There are multiple factors to this.
- The price per minute will always depend on the number of turns happened in the conversation. With number of turns increasing, the price will also increase because the conversation history gets bigger and the model keeps consuming it all with each new turn.
- Prompt caching should be included in the equation as well, because all or most tokens from previous turns will hit cache (both audio and text, both input and output)
- The context window of the model is 128k tokens, but the actual output window is only 4096. The average amount of input tokens, the average amount of output tokens (which are priced differently), and overall ratio between them is a major factor
- The usage of function calls should also be considered, because functions can be rather large depending on the use case, and if the model will call them multiple times, or call multiple functions per turn (which could not be supported at this time, don’t quote me on that), the token usage will increase significantly.
- Tokenization of texts (and maybe audio, not known at this time) has different efficiency depending on the language of the input.
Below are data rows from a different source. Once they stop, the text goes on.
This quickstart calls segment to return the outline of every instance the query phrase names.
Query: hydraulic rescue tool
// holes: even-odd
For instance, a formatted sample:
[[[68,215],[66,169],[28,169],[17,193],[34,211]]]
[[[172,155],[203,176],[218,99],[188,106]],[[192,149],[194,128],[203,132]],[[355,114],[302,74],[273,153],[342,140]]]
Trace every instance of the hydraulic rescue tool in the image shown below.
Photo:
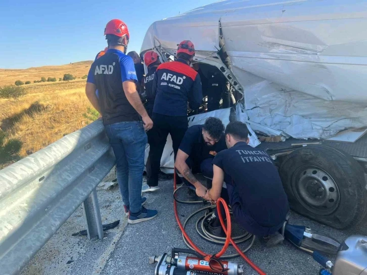
[[[367,275],[367,237],[348,237],[340,246],[335,263],[317,252],[313,259],[324,268],[320,275]]]
[[[181,254],[195,255],[196,257]],[[149,257],[149,263],[157,263],[155,275],[194,275],[195,274],[243,274],[242,266],[226,260],[215,260],[210,263],[194,251],[172,248],[171,256],[164,253],[160,256]]]
[[[181,202],[176,198],[177,191],[180,188],[176,188],[176,174],[174,174],[173,186],[174,192],[173,207],[176,220],[182,232],[185,243],[191,249],[172,248],[170,256],[166,253],[159,256],[149,258],[149,263],[157,263],[155,275],[199,275],[219,274],[238,275],[244,273],[243,265],[237,263],[229,261],[227,259],[241,256],[245,261],[260,275],[266,273],[254,264],[244,252],[252,246],[252,241],[248,247],[243,251],[237,246],[238,244],[249,240],[251,235],[247,234],[239,237],[232,238],[232,223],[229,208],[225,202],[221,198],[217,201],[217,205],[206,206],[197,210],[190,215],[182,225],[177,211],[176,202]],[[182,202],[185,203],[185,202]],[[191,202],[192,203],[193,202]],[[195,202],[202,203],[202,201]],[[225,216],[222,217],[219,211],[220,205],[225,210]],[[225,234],[225,238],[216,237],[206,233],[204,221],[212,214],[210,210],[218,208],[218,218],[222,227]],[[223,248],[217,253],[208,254],[201,251],[189,237],[185,227],[188,220],[195,215],[202,211],[207,211],[206,214],[201,217],[196,222],[198,233],[204,239],[213,243],[223,244]],[[224,218],[226,221],[224,221]],[[199,226],[201,221],[201,231]],[[311,254],[313,259],[321,264],[324,268],[320,270],[320,275],[367,275],[367,237],[351,236],[347,239],[341,245],[332,238],[313,233],[310,228],[306,226],[290,224],[288,220],[285,221],[280,232],[287,240],[296,247]],[[237,250],[238,254],[224,255],[230,244]],[[337,253],[335,264],[333,264],[329,258],[322,253],[331,255]],[[189,256],[192,255],[193,256]]]

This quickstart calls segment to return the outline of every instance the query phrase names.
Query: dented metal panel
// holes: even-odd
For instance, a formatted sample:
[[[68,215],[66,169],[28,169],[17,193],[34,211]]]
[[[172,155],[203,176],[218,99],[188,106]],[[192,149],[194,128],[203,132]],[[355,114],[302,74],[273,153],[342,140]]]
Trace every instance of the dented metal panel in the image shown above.
[[[101,120],[0,170],[0,270],[19,272],[113,167]]]
[[[172,50],[191,37],[208,56],[217,35],[214,23],[205,31],[209,18],[220,20],[250,121],[298,139],[367,126],[367,2],[222,1],[163,20],[171,26],[155,22],[147,37]],[[188,21],[200,30],[186,32]],[[171,38],[161,34],[173,30]]]

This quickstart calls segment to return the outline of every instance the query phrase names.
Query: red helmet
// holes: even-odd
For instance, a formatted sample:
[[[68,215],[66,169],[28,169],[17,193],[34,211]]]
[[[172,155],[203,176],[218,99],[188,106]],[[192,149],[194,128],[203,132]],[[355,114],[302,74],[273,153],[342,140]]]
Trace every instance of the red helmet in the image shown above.
[[[120,37],[126,35],[128,40],[130,39],[127,26],[120,19],[112,19],[107,23],[105,28],[105,35],[106,34],[113,34]]]
[[[190,40],[184,40],[177,45],[177,53],[185,53],[190,56],[195,54],[195,48],[194,43]]]
[[[144,55],[144,63],[147,67],[158,60],[158,55],[154,51],[148,51]]]

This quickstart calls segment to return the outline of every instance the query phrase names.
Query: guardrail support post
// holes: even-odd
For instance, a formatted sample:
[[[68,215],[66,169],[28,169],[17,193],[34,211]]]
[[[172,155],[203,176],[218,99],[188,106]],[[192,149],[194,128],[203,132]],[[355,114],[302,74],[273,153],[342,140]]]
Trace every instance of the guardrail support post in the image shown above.
[[[97,192],[95,188],[90,195],[83,202],[84,215],[86,223],[88,239],[91,240],[97,236],[100,240],[103,239],[103,227],[101,218],[100,205],[98,203]]]

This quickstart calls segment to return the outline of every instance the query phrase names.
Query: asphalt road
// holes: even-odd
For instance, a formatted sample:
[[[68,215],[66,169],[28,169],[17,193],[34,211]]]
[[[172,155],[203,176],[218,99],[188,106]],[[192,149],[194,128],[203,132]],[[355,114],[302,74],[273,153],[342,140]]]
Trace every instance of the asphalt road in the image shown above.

For tokenizers used in OpenAI models, English language is the most efficient (i.e. the least tokens per amount of text). This means that if text (and maybe audio) is very inefficiently tokenized, the amount of tokens – and the price of turn/session – will increase.
- Model behavior itself can produce extra turns (verifying user input, making sure that assistant heard the user correctly etc.) which will increase usage.
- Model can “glitch”, hallucinate, call functions erroneously, produce enormous amount of output, users can try to do prompt injection, force the model out of bounds etc. which is also a major cost factor.